広島市の原爆資料館で講演する明星大の竹峰誠一郎教授=30日午後
広島市の原爆資料館で講演する明星大の竹峰誠一郎教授=30日午後

広島市の原爆資料館で30日、マーシャル諸島の核実験被害者を取り上げたドキュメンタリー映画「ニュークリア・サベージ」の上映会があった。核被害を研究する明星大の竹峰誠一郎教授が講演し「被爆地は広島、長崎で終わりではない。被害を訴える世界の人々の存在に目を向け、国境を越えて連携していかなければならない」と訴えた。

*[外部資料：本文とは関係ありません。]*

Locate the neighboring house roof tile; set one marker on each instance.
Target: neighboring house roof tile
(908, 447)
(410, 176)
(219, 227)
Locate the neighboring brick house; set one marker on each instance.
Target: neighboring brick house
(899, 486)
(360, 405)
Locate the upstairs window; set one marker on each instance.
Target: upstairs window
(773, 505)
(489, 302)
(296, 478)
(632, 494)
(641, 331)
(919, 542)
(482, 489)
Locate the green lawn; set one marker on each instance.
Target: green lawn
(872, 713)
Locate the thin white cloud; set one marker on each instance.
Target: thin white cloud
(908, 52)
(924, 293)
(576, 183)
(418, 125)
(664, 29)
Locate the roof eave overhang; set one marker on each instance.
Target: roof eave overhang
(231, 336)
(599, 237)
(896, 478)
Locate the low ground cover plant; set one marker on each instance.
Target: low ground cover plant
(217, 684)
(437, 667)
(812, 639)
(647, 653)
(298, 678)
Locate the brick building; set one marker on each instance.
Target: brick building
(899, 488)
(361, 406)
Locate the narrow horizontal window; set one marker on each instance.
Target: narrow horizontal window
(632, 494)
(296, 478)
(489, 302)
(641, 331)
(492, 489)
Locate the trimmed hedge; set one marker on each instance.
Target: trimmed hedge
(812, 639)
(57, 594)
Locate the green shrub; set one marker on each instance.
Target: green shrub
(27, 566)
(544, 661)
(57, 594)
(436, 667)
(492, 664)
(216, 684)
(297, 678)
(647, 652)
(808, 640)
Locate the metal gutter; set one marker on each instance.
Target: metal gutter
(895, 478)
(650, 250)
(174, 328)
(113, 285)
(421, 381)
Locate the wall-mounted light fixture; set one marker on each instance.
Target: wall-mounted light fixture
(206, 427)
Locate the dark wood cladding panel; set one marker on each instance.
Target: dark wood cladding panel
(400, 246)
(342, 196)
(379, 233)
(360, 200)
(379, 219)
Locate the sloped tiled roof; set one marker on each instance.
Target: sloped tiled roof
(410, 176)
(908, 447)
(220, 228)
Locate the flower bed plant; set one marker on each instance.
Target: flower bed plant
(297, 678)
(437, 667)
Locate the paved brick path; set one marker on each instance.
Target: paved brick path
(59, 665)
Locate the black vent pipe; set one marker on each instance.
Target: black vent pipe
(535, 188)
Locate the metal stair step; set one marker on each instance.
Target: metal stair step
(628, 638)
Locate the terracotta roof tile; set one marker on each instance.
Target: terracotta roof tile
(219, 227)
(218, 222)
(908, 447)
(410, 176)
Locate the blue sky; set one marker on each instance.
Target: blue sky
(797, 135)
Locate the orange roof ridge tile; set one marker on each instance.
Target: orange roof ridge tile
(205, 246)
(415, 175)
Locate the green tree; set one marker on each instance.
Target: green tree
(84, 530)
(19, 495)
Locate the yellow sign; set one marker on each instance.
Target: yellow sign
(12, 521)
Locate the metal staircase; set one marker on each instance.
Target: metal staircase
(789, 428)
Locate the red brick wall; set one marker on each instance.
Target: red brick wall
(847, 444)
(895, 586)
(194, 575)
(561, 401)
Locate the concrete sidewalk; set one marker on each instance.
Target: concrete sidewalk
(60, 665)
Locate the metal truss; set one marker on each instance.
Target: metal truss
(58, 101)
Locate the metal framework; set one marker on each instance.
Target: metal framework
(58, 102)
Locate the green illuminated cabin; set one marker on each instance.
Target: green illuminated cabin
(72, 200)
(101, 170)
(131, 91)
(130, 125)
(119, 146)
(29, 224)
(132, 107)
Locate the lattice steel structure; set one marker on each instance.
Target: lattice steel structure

竹峰氏は昭和21~33年に米国による核実験が行われたマーシャル諸島で調査を続け、核被害の実態を明らかにしてきた。現在も放射能汚染のため居住できない島があり「住民は動物実験のように扱われた上、『核の難民』となった。被爆の問題だけでは語れない」と指摘した。

昨年発効した核兵器禁止条約が世界の核被害者の救済や汚染された環境の修復を義務化していることを踏まえ、「被害に対する援助が国際的な合意になり、救済への足掛かりができた。条約をいかに生かしていくかが大きな課題だ」と語った。